What tools do you use during sessions? For interview guides, notes, recording, prototypes, etc.
Currently we’re using zoom.us to hold video conference sessions, which also allows us to record the session. We use InVision prototypes to show screens, google docs for the script and google sheets for the notes. If the session was about usability, we use InVision or Marvel more heavily and design the session around recording the user’s interactions with our screens.
Are there any tricks you use to make participants feel relaxed or more expressive during sessions?
If I’m relaxed and friendly, the participants are immediately relaxed and friendly. Prep your intro, memorize it and you’ll feel more at ease and natural when you say it.
How do you and your team document and share the insights you collect from user research?
Very quickly. Sometimes I will create a presentation with key findings, other times I’m gathering quick notes with highlights to share with the team. It’s not overly scientific for the stage of our company, but I can imagine spending a lot more time on findings readouts if this was a less frequent affair.
Mylestone is working on a really innovative offering, how does trying to get users comfortable with an entirely new paradigm affect how you build and market the product?
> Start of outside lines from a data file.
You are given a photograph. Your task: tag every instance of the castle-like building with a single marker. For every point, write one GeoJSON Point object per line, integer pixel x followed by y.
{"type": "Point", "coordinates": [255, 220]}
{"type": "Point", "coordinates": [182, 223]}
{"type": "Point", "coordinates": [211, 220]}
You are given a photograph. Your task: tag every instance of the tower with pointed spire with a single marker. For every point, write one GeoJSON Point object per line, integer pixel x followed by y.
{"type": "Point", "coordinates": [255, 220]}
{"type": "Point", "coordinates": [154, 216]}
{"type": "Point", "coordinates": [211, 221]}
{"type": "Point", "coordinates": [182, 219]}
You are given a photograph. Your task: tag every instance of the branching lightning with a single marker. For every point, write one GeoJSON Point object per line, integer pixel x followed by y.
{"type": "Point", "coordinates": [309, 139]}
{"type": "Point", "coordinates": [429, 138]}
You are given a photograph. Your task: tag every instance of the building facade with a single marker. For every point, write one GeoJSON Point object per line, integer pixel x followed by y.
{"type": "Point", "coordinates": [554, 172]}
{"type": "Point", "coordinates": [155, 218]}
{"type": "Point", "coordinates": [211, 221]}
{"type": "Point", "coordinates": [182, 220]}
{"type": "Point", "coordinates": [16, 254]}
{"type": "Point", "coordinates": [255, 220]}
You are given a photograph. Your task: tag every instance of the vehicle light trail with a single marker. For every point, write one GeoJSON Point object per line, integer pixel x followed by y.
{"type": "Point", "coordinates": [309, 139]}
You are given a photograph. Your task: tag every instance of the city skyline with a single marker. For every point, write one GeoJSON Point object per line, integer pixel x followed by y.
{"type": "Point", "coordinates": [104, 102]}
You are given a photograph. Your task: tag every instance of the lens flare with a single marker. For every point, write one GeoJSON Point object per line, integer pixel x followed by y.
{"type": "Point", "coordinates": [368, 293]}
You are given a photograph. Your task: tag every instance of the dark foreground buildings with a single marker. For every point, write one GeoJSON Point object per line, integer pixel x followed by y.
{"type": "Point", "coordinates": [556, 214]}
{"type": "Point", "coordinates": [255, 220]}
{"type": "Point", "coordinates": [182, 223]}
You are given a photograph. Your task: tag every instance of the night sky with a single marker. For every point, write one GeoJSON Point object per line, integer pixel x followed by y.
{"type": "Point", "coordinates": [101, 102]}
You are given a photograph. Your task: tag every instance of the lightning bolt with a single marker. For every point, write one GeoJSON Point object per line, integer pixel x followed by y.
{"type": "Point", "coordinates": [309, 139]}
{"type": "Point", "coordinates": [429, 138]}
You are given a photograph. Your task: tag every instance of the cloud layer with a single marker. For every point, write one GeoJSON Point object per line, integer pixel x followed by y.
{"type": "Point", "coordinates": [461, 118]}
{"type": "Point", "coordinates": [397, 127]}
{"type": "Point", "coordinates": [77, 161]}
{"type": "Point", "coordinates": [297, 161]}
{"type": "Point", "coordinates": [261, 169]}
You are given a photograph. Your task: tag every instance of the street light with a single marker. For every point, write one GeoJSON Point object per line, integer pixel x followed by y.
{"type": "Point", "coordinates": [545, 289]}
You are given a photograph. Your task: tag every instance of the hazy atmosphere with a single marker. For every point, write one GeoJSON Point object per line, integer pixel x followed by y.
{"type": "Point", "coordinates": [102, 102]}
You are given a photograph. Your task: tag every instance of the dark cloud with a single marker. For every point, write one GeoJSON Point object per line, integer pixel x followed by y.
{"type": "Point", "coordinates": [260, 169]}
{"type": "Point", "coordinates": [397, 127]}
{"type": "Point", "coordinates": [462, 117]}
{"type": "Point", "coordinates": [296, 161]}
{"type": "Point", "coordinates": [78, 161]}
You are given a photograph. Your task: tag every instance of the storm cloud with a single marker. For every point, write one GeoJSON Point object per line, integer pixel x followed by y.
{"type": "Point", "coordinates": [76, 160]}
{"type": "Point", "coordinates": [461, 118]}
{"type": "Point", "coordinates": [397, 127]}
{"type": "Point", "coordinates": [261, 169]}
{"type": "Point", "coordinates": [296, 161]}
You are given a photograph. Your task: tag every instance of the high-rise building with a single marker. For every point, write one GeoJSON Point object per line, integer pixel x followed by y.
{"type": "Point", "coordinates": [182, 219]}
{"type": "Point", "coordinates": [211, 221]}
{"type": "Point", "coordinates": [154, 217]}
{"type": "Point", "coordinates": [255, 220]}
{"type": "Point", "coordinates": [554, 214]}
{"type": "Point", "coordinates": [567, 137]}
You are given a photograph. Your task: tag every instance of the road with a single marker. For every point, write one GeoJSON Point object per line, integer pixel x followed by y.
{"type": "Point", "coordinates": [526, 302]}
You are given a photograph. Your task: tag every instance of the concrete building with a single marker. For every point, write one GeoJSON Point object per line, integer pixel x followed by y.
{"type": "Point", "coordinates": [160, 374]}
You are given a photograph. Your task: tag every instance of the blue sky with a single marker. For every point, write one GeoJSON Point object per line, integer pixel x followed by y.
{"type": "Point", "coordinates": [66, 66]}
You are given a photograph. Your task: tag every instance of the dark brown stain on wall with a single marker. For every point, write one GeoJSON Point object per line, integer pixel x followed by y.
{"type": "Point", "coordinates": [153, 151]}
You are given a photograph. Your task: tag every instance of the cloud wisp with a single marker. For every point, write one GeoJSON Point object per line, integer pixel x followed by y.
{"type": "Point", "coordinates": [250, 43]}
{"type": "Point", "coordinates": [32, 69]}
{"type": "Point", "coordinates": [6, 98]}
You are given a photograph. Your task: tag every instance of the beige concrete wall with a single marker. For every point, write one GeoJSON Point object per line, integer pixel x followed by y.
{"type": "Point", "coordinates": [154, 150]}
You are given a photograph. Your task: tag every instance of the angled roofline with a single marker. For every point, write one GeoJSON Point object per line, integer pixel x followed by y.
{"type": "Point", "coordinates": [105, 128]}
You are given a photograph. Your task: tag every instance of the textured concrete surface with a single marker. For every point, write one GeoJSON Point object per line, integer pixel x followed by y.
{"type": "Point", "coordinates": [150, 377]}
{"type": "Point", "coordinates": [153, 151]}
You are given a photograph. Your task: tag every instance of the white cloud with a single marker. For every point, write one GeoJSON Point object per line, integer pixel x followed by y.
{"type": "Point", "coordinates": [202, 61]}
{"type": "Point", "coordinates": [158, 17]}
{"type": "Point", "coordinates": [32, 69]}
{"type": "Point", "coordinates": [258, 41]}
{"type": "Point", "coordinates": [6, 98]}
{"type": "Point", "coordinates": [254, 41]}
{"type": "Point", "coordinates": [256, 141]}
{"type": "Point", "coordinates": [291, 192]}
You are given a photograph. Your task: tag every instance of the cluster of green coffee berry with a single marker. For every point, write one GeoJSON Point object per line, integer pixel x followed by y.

The short answer is that it’s been really hard, but we’re getting better every day. We’re still in the early stages of our company and we’re working on finding product-market fit, so our sessions are designed around customer development and problem-solution fit.
Our problem-solution sessions are designed around painting the picture of where we’re headed, explaining the problems we solve and seeing if the user identifies with those problems. Then we’re showing a possible solution (with pricing questions in there) and discussing it in detail with the participant. The area that’s challenging is we’re talking through something that the user needs to experience to truly understand so the nuance of how you paint the picture really matters. It’s certainly been a growth area for me, but it’s been amazingly fun too.
Getting users to trust you with their photos and memories is a big deal, how do you guys think about building trust and empathy with your users through the product itself?
The short answer: deliver something users truly value. Users won’t trust you with something as precious as photo libraries if you don’t show them the value early and often. We’re laser focused right now on the experience that builds trust. Since we’re in an alpha stage with our product, it’s early on, but we’ve got an amazing team working hard on this every day.